En su mente, la estrella de siete puntas brilló en la oscuridad, y sintió la presencia de sus hermanos. Sus mentes se fundieron con la de él; lentamente, empezó a calmarse la locura, la furia de los elementos. Su sangre circuló más despacio, las montañas dejaron de temblar; el llanto y las voces suplicantes callaron al fin, se extinguieron, se extinguieron...
Sobre la taza del viejo cráter, el Warp aulló una vez y dejó de existir, y la conciencia de Tarod volvió a su forma física, mortal. Le dio vueltas la cabeza y luchó por respirar; casi sin darse cuenta de lo que hacía, aturdido por la terrible contradicción entre su verdadero yo y los recuerdos mortales que le asaltaban, se puso en pie tambaleándose y pudo al fin abrir los ojos.

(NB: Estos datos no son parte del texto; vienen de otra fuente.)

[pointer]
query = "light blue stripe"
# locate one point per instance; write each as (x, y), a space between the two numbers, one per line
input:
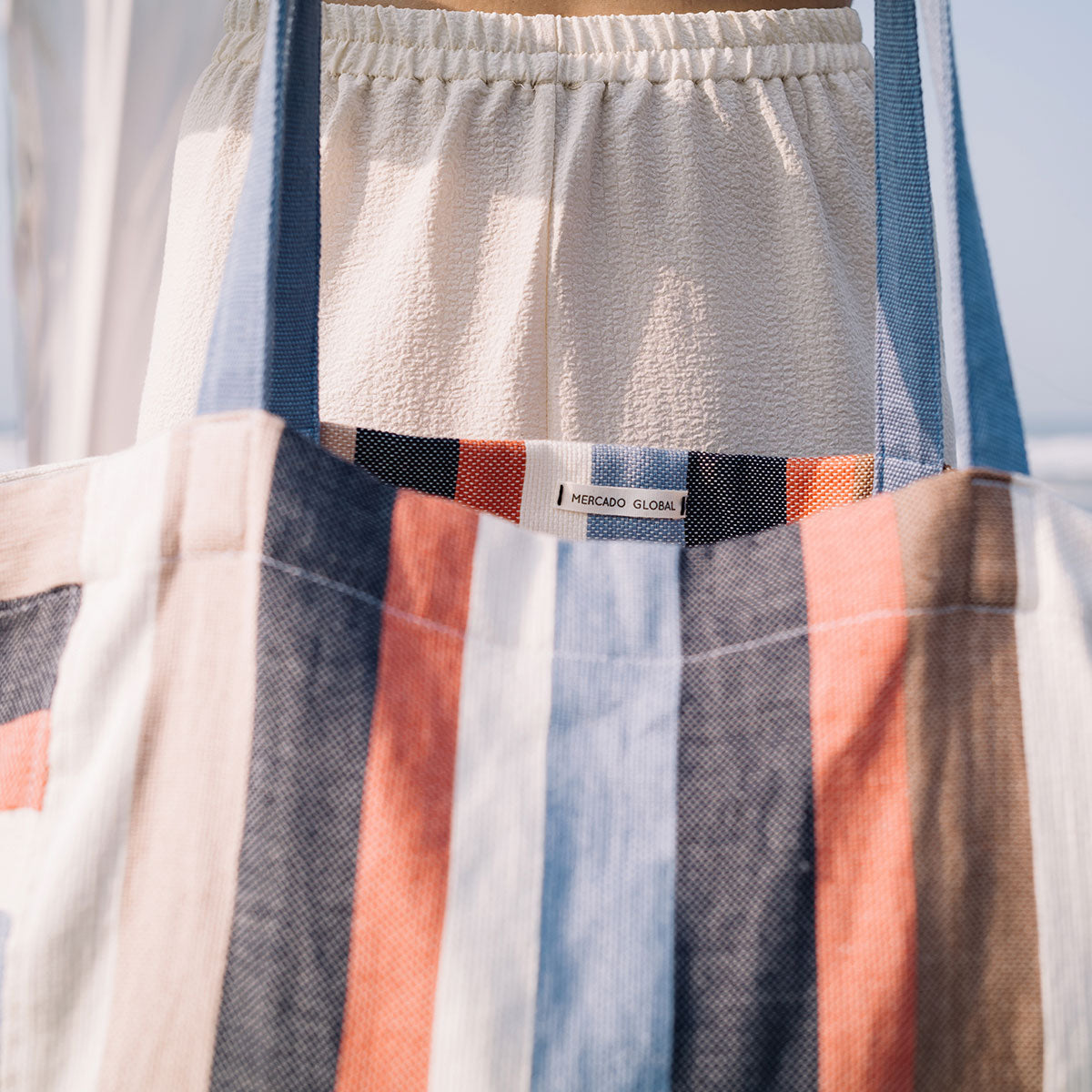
(604, 1009)
(638, 469)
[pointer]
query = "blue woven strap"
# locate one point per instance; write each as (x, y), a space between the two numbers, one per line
(987, 419)
(265, 345)
(263, 350)
(910, 432)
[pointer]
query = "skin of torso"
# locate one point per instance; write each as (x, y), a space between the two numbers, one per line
(609, 6)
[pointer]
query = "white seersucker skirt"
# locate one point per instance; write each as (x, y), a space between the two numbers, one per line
(647, 229)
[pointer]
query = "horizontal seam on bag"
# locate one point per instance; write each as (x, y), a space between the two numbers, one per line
(451, 632)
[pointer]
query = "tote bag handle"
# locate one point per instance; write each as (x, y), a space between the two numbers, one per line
(263, 350)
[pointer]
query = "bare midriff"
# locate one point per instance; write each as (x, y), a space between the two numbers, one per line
(609, 6)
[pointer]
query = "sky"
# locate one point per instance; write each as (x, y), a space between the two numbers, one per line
(1030, 136)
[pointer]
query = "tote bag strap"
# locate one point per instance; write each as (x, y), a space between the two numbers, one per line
(265, 345)
(263, 350)
(987, 419)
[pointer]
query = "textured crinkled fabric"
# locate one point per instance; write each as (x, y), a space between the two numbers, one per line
(643, 229)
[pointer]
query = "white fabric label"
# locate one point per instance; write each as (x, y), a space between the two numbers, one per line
(617, 500)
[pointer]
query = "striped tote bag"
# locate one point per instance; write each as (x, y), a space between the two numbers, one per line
(326, 776)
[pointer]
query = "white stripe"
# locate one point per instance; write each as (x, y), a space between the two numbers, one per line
(550, 464)
(59, 966)
(1054, 642)
(483, 1032)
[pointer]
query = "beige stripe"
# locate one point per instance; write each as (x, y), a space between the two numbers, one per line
(41, 528)
(978, 1008)
(339, 440)
(61, 953)
(190, 790)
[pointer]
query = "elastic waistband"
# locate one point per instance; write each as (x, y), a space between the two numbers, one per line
(421, 44)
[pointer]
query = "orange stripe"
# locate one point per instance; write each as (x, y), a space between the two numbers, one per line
(405, 823)
(813, 485)
(865, 901)
(490, 476)
(25, 762)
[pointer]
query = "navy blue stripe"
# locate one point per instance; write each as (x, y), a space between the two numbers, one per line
(318, 645)
(33, 633)
(732, 496)
(745, 983)
(410, 462)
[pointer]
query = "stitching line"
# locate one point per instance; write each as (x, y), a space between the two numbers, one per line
(450, 632)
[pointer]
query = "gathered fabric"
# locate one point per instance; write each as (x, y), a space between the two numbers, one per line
(640, 229)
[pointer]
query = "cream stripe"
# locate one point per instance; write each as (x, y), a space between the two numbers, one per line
(189, 802)
(59, 966)
(551, 463)
(483, 1032)
(1054, 643)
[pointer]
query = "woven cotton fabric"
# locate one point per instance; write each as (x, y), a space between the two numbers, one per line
(637, 229)
(309, 782)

El cráter era un erial destrozado. Enormes trozos de roca habían sido arrancados de las paredes y desparramados por el suelo; se abrieron grandes grietas en el cono de la montaña; la cara norte del volcán se había hendido, vuelta al cielo indiferente como la boca abierta de un cadáver. Aeoris y sus hermanos se fueron. Yandros y los suyos no se veían por ninguna parte. Los únicos testigos de su regreso eran un pequeño grupo de figuras humanas falibles y lamentables que habían sobrevivido de alguna manera a aquella locura y estaban ahora acurrucadas al amparo de la piedra rota del altar. Uno a uno, levantaron la cabeza y le miraron fijamente, como las reses que sienten, sin comprenderlo del todo, que ha llegado la hora de la matanza.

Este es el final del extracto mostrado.